Mortgage Delinquencies Continue to Rise

Mortgage loan delinquencies increased for the fifth consecutive quarter, according to, with a national average high of 3.23% in the first quarter ended March 31, up from 2% in the year-ago period – a 61.5% increase. Delinquencies are measured as the ratio of borrowers 60 or more days past due.

"The market continues to see the effect of the mortgage crisis across the country as delinquency rates again increased over the previous period," says Keith Carson, a senior consultant in TransUnion's financial services group. "However, this increase was not as substantial as was seen between the third and fourth quarters of 2007, possibly reflecting the impact of a tightening in the lending policies of financial institutions."

Nevada reported the highest mortgage borrower delinquency rates in the first quarter, at 5.81%, followed by Florida at 5.38%. The lowest rates were found in North Dakota (1.17%), Wyoming (1.41%) and South Dakota (1.48%).

The top three areas with the greatest growth in delinquencies from previous quarters were Alaska (28.4%), California (25.4%) and Nevada (24.1%). Several states actually experienced a drop in delinquencies over the previous quarter including Wyoming, Louisiana and Mississippi.

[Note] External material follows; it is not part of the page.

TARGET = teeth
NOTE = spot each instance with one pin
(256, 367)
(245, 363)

Average national mortgage debt per mortgage borrower in the first quarter ticked upward (0.29%) to $191,917 from the previous quarter's $191,370 total. However, the first quarter average represents a 5.38% increase compared to the first quarter 2007 of $182,126.

While the immediate forecast is gloomy, "The national 60-day mortgage delinquency rate among mortgage borrowers is expected to continue to rise throughout 2008 from a value of 3.23% in the first quarter of 2008 to just over 4% by year end," said Carson, the longer-term outlook is better.

TransUnion forecasts that in 2009 the rise in mortgage delinquency rates is expected to taper as economic conditions improve and home prices begin to stabilize.